Metadata-Version: 2.1
Name: azureml-ai-monitoring
Version: 0.1.0b2
Summary: Microsoft Azure Machine Learning Python SDK v2 for collecting model data during operationalization
Author: Microsoft Corporation
Author-email: azuremlsdk@microsoft.com
License: MIT License
Keywords: AzureMachineLearning,ModelMonitoring
Platform: any
Classifier: Development Status :: 2 - Pre-Alpha
Classifier: Intended Audience :: Developers
Classifier: Natural Language :: English
Classifier: Operating System :: OS Independent
Classifier: Programming Language :: Python
Classifier: Programming Language :: Python :: 3.7
Classifier: Programming Language :: Python :: 3.8
Classifier: Programming Language :: Python :: 3.9
Classifier: Programming Language :: Python :: 3.10
Classifier: License :: OSI Approved :: MIT License
Description-Content-Type: text/markdown
Requires-Dist: requests (==2.28.1)
Provides-Extra: setup
Requires-Dist: setuptools (>=40.4.3) ; extra == 'setup'
Requires-Dist: pip (~=20.3) ; extra == 'setup'
Requires-Dist: wheel ; extra == 'setup'
Provides-Extra: test
Requires-Dist: pytest-subtests ; extra == 'test'
Requires-Dist: pytest-cov ; extra == 'test'
Requires-Dist: pytest-xdist ; extra == 'test'
Requires-Dist: numpy ; extra == 'test'
Requires-Dist: pandas ; extra == 'test'

# Microsoft Azure Machine Learning Data Collection SDK v2 for model monitoring

The `azureml-ai-monitoring` package provides an SDK to enable Model Data Collector (MDC) for custom logging allows customers to collect data at arbitrary points in their data pre-processing pipeline. Customers can leverage SDK in `score.py` to log data to desired sink before, during, and after any data transformations. 

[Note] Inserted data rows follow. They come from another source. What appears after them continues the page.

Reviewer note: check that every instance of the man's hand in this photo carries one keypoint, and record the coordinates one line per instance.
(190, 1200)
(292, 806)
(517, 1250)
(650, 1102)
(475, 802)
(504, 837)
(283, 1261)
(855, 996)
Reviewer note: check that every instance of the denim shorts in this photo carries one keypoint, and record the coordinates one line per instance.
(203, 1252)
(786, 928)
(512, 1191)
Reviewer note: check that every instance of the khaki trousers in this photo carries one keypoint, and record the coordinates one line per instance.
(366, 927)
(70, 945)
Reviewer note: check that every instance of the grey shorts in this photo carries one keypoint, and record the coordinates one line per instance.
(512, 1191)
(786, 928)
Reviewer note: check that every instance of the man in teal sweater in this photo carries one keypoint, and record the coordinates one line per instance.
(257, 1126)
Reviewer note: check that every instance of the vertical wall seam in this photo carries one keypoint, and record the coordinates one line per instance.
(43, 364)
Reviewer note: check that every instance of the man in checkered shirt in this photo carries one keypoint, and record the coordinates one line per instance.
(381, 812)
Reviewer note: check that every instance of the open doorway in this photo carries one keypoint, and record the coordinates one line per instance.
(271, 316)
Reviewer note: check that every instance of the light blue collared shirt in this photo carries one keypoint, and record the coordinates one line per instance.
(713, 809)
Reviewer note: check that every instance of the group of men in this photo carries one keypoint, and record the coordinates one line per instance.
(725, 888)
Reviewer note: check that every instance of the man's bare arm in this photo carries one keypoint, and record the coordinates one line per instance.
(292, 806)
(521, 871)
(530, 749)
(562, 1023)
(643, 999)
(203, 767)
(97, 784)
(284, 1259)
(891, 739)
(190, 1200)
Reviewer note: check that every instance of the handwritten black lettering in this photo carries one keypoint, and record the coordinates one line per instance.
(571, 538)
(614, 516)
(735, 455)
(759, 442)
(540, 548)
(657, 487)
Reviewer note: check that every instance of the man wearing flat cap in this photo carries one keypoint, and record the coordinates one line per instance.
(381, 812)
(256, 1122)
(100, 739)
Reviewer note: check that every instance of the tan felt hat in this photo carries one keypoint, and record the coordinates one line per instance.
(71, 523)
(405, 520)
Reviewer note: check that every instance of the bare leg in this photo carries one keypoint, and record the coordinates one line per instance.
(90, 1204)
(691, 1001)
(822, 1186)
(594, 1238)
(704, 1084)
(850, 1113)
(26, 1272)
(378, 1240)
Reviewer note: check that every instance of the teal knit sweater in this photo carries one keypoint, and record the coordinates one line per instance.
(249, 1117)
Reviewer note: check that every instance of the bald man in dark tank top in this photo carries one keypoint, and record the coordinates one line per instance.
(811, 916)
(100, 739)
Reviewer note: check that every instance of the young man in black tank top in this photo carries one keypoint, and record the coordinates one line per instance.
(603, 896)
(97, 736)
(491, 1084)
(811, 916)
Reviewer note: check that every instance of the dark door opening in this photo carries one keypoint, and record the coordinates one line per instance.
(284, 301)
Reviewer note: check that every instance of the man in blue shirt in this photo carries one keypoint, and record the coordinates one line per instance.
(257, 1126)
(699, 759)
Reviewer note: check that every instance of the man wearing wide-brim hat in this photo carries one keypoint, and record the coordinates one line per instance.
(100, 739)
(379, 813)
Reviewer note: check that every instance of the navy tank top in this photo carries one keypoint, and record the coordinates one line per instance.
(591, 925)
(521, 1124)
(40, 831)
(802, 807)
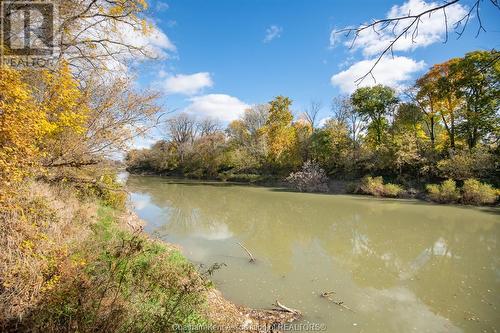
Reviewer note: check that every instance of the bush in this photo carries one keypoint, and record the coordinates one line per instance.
(446, 192)
(476, 193)
(312, 178)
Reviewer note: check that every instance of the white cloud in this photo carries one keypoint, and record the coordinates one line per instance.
(187, 84)
(273, 32)
(217, 106)
(431, 29)
(393, 72)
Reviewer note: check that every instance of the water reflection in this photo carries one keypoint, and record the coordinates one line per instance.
(403, 266)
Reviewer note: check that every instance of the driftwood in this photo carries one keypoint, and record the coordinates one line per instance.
(328, 295)
(252, 259)
(286, 309)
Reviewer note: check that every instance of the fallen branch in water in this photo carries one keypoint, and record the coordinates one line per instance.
(339, 303)
(252, 259)
(286, 309)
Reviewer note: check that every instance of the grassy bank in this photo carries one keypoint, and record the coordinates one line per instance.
(74, 263)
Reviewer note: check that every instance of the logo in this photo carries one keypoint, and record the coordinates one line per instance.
(27, 34)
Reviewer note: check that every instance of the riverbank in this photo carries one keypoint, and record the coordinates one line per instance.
(75, 263)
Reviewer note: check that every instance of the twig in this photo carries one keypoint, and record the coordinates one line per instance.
(252, 259)
(286, 309)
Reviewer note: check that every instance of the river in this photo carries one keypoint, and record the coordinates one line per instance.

Start by importing the `azureml-ai-monitoring` package in `score.py`

```
import pandas as pd
import json
from azureml.ai.monitoring import Collector

def init():
  global inputs_collector, outputs_collector

  # instantiate collectors with appropriate names, make sure align with deployment spec
  inputs_collector = Collector(name='model_inputs')                    
  outputs_collector = Collector(name='model_outputs')

def run(data): 
  # json data: { "data" : {  "col1": [1,2,3], "col2": [2,3,4] } }
  pdf_data = preprocess(json.loads(data))
  
  # tabular data: {  "col1": [1,2,3], "col2": [2,3,4] }
  input_df = pd.DataFrame(pdf_data)

  # collect inputs data, store correlation_context
  context = inputs_collector.collect(input_df)

  # perform scoring with pandas Dataframe, return value is also pandas Dataframe
  output_df = predict(input_df) 

  # collect outputs data, pass in correlation_context so inputs and outputs data can be correlated later
  outputs_collector.collect(output_df, context)
  
  return output_df.to_dict()
  
def preprocess(json_data):
  # preprocess the payload to ensure it can be converted to pandas DataFrame
  return json_data["data"]

def predict(input_df):
  # process input and return with outputs
  ...
  
  return output_df
```

Create environment with base image `mcr.microsoft.com/azureml/openmpi4.1.0-ubuntu20.04` and conda dependencies, then build the environment.

```
channels:
  - conda-forge
dependencies:
  - python=3.8
  - numpy=1.23.5
  - pandas=1.5.2
  - pip=22.3.1
  - pip:
      - azureml-defaults==1.38.0
      - requests==2.28.1
      - azureml-ai-monitoring~=0.1.0b1
name: model-env
```

Create deployment with custom logging enabled (model_inputs and model_outputs are enabled) and the environment you just built, please update the yaml according to your scenario.

```
#source ../configs/model-data-collector/data-storage-basic-OnlineDeployment.YAML
$schema: http://azureml/sdk-2-0/OnlineDeployment.json

endpoint_name: my_endpoint #unchanged
name: blue #unchanged
model: azureml:my-model-m1:1 #azureml:models/<name>:<version> #unchanged
environment: azureml:custom-logging-env:1 #unchanged
data_collector:
  collections:
    model_inputs:
      enabled: true
    model_outputs:
      enabled: true
```

By default, we'll raise the exception when there is unexpected behavior (like custom logging is not enabled, collection is not enabled, not supported data type), if you want a configurable on_error, you can do it with

```
collector = Collector(name="inputs", on_error=lambda e: logging.info("ex:{}".format(e)))
```
# Change Log

## [v0.1.0b2](https://pypi.org/project/azureml-ai-monitoring) (2023.5.9)

**New Features**

- Support local capture

## [v0.1.0b1](https://pypi.org/project/azureml-ai-monitoring) (2023.4.25)

**New Features**

- Support model data collection for pandas Dataframe.